I think what is included is a good introduction. But it means the unit test is linked to both the user's file system and the pandas.read_csv function. There's a way to run this test without either, but it is a bit more advanced.
Have you used monkey patching before?
There's a nice way to do this in pytest docs: https://docs.pytest.org/en/stable/how-to/monkeypatch.html
An example:
import pandas as pd
import pytest
from waitingtimes.patient_analysis import import_patient_data
def test_import_success(monkeypatch):
# Create dataframe to use in testing
expected_cols = [
"PATIENT_ID",
"ARRIVAL_DATE", "ARRIVAL_TIME",
"SERVICE_DATE", "SERVICE_TIME",
]
df_in = pd.DataFrame(
[["p1", "2024-01-01", "08:00", "2024-01-01", "09:00"]],
columns=expected_cols,
)
# as don't really want to check pandas ability to read a CSV we just return the
# dataframe we created in memory. this also removes the need to write out to hard disk
def mock_read_csv(path):
return df_in
# temp replace the read_csv function of pd
monkeypatch.setattr(pd, "read_csv", mock_read_csv)

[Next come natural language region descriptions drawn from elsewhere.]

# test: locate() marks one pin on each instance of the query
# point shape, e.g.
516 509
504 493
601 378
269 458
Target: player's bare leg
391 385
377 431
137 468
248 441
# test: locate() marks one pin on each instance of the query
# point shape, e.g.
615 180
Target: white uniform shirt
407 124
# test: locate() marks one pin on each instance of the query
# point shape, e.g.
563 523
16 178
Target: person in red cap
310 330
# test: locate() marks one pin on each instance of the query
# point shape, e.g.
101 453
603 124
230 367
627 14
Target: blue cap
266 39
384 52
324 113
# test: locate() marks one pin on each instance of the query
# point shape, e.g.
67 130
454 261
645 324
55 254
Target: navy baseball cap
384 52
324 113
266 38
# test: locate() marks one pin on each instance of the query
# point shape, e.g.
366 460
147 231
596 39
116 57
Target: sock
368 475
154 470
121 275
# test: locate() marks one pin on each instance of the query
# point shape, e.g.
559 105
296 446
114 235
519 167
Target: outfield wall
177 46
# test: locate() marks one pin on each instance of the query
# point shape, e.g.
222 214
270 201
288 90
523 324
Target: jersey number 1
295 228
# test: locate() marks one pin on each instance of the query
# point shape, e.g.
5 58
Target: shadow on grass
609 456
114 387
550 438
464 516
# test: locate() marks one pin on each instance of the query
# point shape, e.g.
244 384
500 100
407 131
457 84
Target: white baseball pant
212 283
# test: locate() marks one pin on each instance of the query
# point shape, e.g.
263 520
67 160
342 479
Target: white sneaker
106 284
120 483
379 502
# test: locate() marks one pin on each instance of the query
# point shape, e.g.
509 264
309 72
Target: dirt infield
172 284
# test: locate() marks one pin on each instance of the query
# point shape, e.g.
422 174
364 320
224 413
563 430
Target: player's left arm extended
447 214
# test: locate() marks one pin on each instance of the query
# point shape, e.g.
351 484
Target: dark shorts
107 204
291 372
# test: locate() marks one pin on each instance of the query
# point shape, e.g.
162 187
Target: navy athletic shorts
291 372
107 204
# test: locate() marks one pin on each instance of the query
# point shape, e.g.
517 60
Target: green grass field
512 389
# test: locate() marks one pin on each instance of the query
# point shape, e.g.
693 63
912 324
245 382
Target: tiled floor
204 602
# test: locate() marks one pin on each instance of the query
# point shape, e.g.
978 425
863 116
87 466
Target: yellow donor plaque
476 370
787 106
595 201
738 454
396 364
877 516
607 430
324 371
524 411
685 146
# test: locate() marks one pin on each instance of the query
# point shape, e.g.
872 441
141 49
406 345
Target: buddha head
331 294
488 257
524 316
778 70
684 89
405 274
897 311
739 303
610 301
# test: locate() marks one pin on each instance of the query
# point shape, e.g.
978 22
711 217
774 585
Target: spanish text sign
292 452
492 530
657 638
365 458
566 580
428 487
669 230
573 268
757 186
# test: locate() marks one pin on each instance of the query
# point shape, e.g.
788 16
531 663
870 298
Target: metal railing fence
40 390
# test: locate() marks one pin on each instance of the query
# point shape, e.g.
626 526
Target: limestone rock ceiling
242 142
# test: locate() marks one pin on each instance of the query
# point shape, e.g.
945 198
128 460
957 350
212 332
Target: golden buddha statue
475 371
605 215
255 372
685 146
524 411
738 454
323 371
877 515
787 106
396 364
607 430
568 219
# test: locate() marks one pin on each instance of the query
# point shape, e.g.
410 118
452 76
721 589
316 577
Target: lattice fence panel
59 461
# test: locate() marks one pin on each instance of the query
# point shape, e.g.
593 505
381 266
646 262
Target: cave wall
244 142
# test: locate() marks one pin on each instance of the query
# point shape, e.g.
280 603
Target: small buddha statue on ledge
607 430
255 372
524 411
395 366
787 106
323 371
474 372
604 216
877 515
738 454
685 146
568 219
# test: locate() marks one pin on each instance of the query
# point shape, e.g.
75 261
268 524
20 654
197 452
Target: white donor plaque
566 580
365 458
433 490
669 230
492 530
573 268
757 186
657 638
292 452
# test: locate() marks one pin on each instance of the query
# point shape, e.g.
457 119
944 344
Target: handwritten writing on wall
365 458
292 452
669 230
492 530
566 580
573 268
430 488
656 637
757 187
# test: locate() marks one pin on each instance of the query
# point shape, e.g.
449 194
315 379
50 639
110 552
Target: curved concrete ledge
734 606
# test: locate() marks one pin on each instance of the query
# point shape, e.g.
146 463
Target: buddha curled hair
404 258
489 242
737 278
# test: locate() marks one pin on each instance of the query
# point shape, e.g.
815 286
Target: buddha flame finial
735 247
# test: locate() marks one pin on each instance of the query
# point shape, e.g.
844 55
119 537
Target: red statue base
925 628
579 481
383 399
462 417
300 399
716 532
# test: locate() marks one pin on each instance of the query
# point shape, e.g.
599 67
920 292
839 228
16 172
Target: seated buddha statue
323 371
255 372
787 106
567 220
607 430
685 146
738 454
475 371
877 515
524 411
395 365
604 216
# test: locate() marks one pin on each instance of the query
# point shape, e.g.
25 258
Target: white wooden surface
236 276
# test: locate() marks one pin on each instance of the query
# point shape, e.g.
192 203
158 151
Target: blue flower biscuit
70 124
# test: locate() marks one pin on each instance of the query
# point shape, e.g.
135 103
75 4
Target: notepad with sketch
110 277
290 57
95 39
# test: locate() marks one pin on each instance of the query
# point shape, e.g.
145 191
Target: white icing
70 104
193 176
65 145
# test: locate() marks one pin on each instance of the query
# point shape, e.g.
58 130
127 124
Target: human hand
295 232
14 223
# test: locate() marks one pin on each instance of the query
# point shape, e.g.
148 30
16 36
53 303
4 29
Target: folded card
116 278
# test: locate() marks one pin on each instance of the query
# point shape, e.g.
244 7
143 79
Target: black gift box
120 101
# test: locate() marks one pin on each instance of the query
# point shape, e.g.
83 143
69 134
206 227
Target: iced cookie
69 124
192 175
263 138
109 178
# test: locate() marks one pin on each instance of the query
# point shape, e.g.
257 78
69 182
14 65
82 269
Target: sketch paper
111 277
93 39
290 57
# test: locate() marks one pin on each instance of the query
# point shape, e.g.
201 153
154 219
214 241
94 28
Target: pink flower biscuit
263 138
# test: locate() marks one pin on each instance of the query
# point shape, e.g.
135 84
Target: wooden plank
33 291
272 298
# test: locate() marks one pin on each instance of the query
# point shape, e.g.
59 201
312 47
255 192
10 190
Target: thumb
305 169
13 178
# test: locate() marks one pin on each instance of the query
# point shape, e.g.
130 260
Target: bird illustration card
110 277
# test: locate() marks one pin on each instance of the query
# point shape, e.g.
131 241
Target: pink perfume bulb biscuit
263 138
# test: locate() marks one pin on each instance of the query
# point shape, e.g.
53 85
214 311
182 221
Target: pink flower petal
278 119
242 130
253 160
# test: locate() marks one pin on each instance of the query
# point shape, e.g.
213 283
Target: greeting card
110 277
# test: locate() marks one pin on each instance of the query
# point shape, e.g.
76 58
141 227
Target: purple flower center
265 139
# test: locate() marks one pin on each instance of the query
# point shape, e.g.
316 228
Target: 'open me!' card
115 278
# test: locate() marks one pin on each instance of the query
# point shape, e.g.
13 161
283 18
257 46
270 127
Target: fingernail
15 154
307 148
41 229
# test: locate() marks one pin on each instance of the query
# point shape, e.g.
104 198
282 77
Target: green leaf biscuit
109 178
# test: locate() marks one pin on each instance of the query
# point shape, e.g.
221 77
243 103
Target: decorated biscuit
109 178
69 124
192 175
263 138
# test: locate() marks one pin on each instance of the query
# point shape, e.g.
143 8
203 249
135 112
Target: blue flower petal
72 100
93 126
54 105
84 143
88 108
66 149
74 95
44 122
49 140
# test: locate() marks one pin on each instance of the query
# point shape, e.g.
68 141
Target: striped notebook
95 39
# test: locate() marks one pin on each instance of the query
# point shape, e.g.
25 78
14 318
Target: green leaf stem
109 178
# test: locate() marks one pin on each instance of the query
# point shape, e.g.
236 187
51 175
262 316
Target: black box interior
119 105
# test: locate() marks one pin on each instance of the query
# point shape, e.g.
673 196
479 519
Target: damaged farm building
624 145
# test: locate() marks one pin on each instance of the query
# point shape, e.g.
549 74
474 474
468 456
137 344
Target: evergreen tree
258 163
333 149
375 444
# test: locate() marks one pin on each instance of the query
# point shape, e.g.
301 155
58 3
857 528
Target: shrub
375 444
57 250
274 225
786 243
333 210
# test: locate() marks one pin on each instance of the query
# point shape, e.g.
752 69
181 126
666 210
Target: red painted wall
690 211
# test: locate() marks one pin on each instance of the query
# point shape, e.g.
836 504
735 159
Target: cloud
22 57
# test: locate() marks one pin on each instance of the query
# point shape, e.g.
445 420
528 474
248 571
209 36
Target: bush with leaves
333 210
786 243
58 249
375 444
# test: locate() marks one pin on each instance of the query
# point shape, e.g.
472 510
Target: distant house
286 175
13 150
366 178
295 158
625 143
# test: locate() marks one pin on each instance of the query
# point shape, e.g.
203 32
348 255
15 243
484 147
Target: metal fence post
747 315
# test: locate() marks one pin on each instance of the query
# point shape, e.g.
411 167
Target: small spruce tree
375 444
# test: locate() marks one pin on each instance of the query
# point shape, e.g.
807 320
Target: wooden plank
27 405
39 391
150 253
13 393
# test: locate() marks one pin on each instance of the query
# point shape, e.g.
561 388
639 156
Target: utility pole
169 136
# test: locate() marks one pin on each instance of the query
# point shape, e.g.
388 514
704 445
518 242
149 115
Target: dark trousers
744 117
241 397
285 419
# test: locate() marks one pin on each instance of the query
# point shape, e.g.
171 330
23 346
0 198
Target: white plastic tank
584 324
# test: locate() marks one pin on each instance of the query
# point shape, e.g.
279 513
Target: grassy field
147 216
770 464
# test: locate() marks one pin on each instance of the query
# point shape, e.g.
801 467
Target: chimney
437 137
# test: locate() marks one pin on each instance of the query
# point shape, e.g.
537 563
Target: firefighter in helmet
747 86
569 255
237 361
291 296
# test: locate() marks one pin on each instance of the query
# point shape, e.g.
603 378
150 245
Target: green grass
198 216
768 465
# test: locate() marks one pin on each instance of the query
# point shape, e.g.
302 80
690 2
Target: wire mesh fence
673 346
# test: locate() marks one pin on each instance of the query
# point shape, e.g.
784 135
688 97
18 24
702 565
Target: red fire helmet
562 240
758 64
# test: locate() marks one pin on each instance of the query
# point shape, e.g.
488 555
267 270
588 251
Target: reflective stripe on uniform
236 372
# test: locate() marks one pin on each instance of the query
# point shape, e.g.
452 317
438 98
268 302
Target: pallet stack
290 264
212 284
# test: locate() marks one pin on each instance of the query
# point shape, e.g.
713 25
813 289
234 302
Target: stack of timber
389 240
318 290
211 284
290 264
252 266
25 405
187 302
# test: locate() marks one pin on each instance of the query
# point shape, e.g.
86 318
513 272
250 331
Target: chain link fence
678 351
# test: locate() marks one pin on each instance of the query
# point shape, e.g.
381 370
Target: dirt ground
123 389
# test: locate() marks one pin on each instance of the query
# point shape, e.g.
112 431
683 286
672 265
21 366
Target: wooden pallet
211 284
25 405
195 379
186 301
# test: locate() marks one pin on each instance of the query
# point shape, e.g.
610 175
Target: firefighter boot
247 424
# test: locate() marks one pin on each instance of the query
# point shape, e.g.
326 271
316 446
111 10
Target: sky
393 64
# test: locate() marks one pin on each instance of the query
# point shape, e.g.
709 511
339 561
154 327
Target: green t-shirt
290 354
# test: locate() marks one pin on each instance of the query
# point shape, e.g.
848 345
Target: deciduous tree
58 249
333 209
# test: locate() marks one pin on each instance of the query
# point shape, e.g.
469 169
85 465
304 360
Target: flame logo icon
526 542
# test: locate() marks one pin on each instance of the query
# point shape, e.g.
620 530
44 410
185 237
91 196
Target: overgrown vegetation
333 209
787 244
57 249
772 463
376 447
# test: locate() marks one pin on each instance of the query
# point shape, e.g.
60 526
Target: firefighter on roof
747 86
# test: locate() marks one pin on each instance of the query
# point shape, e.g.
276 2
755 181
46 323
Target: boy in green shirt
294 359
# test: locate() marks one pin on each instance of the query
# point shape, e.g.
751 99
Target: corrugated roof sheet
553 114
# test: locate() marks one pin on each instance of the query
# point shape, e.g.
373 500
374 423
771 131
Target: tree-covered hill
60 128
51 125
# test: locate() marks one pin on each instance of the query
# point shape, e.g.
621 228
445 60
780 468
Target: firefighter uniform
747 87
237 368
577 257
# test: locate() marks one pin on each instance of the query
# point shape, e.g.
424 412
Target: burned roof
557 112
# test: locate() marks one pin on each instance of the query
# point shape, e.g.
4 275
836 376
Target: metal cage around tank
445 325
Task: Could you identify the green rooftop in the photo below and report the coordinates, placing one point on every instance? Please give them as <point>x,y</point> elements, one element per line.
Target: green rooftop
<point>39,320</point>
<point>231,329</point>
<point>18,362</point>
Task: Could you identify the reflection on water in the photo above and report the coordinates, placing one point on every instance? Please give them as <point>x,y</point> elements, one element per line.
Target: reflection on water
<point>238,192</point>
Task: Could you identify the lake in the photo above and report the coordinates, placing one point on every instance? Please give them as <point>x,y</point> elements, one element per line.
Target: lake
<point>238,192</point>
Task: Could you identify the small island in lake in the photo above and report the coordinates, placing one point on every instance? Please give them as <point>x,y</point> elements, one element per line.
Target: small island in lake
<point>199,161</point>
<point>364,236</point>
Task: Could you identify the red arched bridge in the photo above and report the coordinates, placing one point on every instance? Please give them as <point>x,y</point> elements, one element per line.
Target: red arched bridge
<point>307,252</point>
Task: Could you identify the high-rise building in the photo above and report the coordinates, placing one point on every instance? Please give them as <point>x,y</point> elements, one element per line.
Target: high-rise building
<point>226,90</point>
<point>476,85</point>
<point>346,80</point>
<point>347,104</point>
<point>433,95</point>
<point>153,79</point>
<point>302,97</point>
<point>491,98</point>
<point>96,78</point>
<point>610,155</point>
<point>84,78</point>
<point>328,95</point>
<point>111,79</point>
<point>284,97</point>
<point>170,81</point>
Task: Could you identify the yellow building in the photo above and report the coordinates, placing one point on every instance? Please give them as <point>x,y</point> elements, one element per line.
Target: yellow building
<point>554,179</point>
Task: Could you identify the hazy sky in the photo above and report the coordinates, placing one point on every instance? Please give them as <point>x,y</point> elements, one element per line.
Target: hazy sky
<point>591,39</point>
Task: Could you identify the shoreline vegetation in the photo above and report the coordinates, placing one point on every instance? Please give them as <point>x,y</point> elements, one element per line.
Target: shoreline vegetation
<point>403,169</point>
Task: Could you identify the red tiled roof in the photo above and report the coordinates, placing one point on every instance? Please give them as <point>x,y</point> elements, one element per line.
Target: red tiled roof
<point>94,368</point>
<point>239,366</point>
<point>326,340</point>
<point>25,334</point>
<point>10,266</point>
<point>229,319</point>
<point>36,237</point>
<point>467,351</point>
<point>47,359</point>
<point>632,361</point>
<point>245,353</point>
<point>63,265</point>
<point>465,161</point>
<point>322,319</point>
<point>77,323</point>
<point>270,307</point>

# the path is now irrelevant
result = import_patient_data("does_not_matter.csv")
pd.testing.assert_frame_equal(result, df_in)Another thing you could do with mock_read_csv is check that it has been correctly passed a Path. thinking something like:
def mock_read_csv(path):
assert isinstance(path, Path)
return df_inThis is more complicated, but I think best practice to avoid IO. Maybe a drop down with extra info or an advanced section?